Alcune settimane fa ho incontrato Lucia Rea alla Biblioteca Nazionale di Napoli per chiederle   l’autorizzazione a inserire “Purgatorio”, un articolo del padre, in una mia pubblicazione sul cimitero delle Fontanelle. Conversando, le ho parlato di un altro mio lavoro, quello su via Foria, che avevo concluso riportando quanto Domenico Rea aveva scritto tanti anni fa sul viale che dall’Albergo dei poveri porta al Museo Nazionale. Che cos’è  via Foria, si chiedeva Rea?  “Una sfida. Basterebbe riportare i palazzi all’antica dignità, rinverdirla di giardini pubblici, aggraziarla di bar e tavolini, e forse, qui più che altrove, risplenderebbe il sogno di un sovrano illuminato”. E lo stesso Rea con disincanto aggiungeva: “Si fa per dire, perché spesso le soluzioni più ovvie appaiono le più difficili”.

Questo sogno del sovrano illuminato di cui parla Rea è stato infatti smarrito da gran parte della cultura napoletana.  Per Matilde Serao via Foria era una strada triste; per Anna Maria Ortese era “la grande strada” che porta al cimitero. Quando ho chiesto alla  principessa di Sant’Elia, passeggiando nel giardino delle camelie della sua splendida villa a Barra, “perché non torna a vivere nel vostro  palazzo di via Foria””, mi ha risposto: ”è una strada triste”. Anche Gae Aulenti, nel rifacimento dell’ultimo tratto del viale, si è piegata a questo smarrimento della cultura napoletana ed ha trasformato i giardini di piazza Cavour, l’antico Largo delle Pigne, in tanti vicoletti.

Ma non bisogna mai disperare, anche a via Foria qualcosa cambia.

Quando vado da Lello il barbiere faccio quattro chiacchiere e l’argomento preferito è sempre via Foria: cosa succede nella “grande strada”. E parliamo delle novità. I lavori fatti alcuni anni fa, con la tenace battaglia dell’Associazione Centroforia, hanno eliminato le controcorsie e  la “grande strada” oggi ha dei marciapiedi con una larghezza che non ha riscontro in altre strade della città. Su questi marciapiedi si  stanno posizionando i tavolini di nuovi ristoranti e di nuovi bar. Nuovi negozi si sono aperti, altri si sono ristrutturati.

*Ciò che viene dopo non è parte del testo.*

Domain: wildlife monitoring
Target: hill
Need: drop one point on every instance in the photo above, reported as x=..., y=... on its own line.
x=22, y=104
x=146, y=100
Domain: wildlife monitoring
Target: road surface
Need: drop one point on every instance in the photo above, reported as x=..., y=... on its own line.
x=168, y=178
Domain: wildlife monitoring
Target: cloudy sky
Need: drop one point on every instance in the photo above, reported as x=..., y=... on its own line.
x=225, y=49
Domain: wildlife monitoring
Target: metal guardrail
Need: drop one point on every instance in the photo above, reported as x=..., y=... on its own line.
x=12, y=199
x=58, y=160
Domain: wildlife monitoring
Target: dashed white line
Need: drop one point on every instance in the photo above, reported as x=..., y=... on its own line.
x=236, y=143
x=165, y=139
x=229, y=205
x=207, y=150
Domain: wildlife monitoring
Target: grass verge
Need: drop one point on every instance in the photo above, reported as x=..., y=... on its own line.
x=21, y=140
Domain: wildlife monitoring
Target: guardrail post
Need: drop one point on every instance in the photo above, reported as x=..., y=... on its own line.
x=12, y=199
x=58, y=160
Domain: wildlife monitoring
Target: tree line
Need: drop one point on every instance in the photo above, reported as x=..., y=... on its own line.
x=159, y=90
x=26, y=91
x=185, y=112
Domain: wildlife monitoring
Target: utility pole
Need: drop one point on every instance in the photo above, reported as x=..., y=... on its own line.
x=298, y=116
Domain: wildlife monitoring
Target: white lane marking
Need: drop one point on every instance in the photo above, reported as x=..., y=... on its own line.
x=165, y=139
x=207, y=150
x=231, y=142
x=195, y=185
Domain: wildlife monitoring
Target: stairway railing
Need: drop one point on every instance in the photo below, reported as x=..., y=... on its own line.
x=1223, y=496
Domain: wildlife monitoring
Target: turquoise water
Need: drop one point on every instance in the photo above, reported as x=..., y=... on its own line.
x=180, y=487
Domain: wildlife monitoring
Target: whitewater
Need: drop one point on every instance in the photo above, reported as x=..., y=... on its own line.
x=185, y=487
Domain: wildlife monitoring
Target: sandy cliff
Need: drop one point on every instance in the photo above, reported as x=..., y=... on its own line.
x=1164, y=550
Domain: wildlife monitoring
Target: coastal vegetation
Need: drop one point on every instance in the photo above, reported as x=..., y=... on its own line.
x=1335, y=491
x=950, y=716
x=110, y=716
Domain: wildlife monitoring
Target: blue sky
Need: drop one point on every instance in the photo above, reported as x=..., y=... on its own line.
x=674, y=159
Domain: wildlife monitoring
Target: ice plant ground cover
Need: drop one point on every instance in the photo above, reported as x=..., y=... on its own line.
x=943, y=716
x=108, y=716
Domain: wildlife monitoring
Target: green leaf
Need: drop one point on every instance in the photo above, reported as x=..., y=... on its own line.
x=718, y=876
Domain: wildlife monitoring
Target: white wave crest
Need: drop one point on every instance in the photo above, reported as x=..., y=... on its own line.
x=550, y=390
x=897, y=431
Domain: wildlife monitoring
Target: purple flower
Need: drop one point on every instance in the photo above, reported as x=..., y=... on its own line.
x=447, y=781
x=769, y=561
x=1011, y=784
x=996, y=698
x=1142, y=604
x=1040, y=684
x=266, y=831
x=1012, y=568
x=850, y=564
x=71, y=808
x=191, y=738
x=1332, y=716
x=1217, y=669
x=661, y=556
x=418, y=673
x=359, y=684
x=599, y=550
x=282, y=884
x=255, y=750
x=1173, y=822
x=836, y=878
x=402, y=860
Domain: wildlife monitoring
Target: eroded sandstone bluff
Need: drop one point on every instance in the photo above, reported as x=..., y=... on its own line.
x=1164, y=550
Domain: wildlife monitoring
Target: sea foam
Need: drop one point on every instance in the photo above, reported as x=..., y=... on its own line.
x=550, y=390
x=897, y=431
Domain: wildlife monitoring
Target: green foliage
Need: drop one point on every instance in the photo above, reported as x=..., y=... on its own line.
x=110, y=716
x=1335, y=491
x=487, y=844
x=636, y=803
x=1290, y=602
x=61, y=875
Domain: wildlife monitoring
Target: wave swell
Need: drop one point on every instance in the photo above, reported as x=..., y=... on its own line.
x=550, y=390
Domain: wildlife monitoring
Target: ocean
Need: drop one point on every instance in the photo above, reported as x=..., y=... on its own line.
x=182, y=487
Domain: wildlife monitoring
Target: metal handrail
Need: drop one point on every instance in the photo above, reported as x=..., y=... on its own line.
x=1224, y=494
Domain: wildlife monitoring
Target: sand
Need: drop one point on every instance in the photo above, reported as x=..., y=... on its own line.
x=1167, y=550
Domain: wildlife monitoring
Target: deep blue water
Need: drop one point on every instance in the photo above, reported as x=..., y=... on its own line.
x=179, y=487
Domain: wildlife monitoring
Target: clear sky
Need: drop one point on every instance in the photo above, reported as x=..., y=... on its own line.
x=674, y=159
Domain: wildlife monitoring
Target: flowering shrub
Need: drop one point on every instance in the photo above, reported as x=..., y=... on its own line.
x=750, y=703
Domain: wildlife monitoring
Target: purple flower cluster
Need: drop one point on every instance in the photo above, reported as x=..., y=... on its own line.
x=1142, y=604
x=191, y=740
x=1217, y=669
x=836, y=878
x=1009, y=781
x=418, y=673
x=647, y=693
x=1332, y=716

Certo c’è la crisi economica, ci sono i motorini sui marciapiedi e sui rifiuti è meglio sorvolare, ma è piacevole vedere giovani e anziani, avvocati e  testimoni,  ragazzi e ragazze seduti ai bar. Anche le poche panchine messe dal Comune sono spesso occupate da donne anziane che chiacchierano.

Lello non è convinto del cambiamento, è perplesso, ma Antonio si! Ha aperto un bar a via Foria e l’ha intitolato a Murat, il Re che completò l’opera di Carlo III.

Si realizzerà dunque il sogno del sovrano illuminato? Non lo sappiano. Domenico Rea e via Foria ci dicono che la modernità è una sfida: è la capacità di realizzare i sogni.